Recipe and photo courtesy of Wolfgang Puck

Mini Prime Cheeseburgers with Remoulade

"It’s not a party spread until the mini cheeseburgers hit the table. Surprise your tailgate guests with Wolfgang Puck's Oscar-worthy mini cheeseburgers."

Makes: 12 mini burgers

 

For the Mini Prime Cheese Burgers:
1 pound ground Wagyu Snake River Farms beef
Pinch of Kosher salt and freshly ground black pepper
4 tablespoons extra-virgin olive oil
6 ounces aged cheddar cheese, sliced
6 slices Brioche bread, punched out with a 2-inch ring cutter
Remoulade Sauce (recipe follows)
Arugula leaves
6 cherry tomatoes, sliced
3 cornichons, sliced 

 

For the Remoulade Sauce:
2 cups heavy cream
3 cloves garlic, minced
2 sprigs fresh rosemary
1 tablespoon sweet paprika
2 tablespoons peanut oil
3/4 cup of brunoise of red onion (cut very tiny)
1/2 cup of brunoise of red bell pepper (cut very tiny)
1/2 cup of brunoise of yellow bell pepper (cut very tiny)

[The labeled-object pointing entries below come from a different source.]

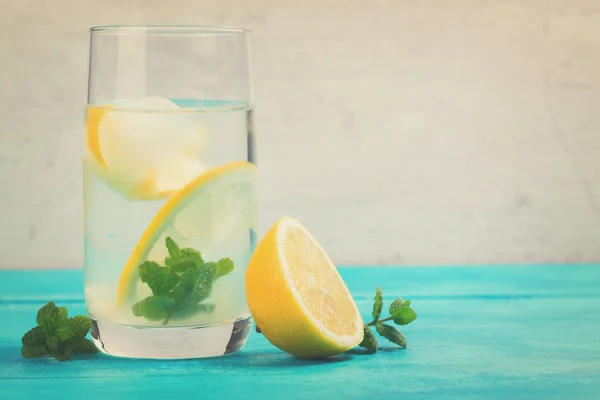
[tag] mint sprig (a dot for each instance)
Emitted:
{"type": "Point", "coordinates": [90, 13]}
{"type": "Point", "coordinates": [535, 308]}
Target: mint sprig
{"type": "Point", "coordinates": [57, 335]}
{"type": "Point", "coordinates": [180, 285]}
{"type": "Point", "coordinates": [400, 314]}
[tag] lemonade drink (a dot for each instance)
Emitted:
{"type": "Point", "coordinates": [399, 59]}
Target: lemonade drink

Preheat a grill or grill pan.

Put the ground beef in a bowl and season with a generous pinch of salt and pepper. Mix together with your hands to combine. Take a small amount (about 2 tablespoons worth) of the ground beef and roll it in the palm of your hand like you are making meatballs. Flatten the top slightly and put the mini burger patties on a side plate. Drizzle the burgers with oil and season the tops with salt and pepper. Turn the burgers over and season the other side.

Place the burgers on the hot grill. Cook for 3 minutes, then turn them over with tongs. Put about 1/2 ounce of aged cheddar cheese on top of the burgers, allowing it to melt. While that’s cooking, put the brioche circles on the grill. Let them toast slightly on both sides, about 2 minutes total time.

To put the burgers together: Put the toasted brioche circles on a platter. Top each with a small spoonful of Remoulade. Put the burger on top (cheese side up), followed by an arugula leaf, a slice of tomato and a slice of cornichon.

For the Remoulade Sauce: In a saucepan, combine the heavy cream, garlic, rosemary and paprika. Reduce by half. Allow to cool to room temperature. In a sauté pan, heat the peanut oil. Sweat onions, red and yellow bell pepper until glossy. Transfer to a plate and allow to cool to room temperature. Combine with cream mixture.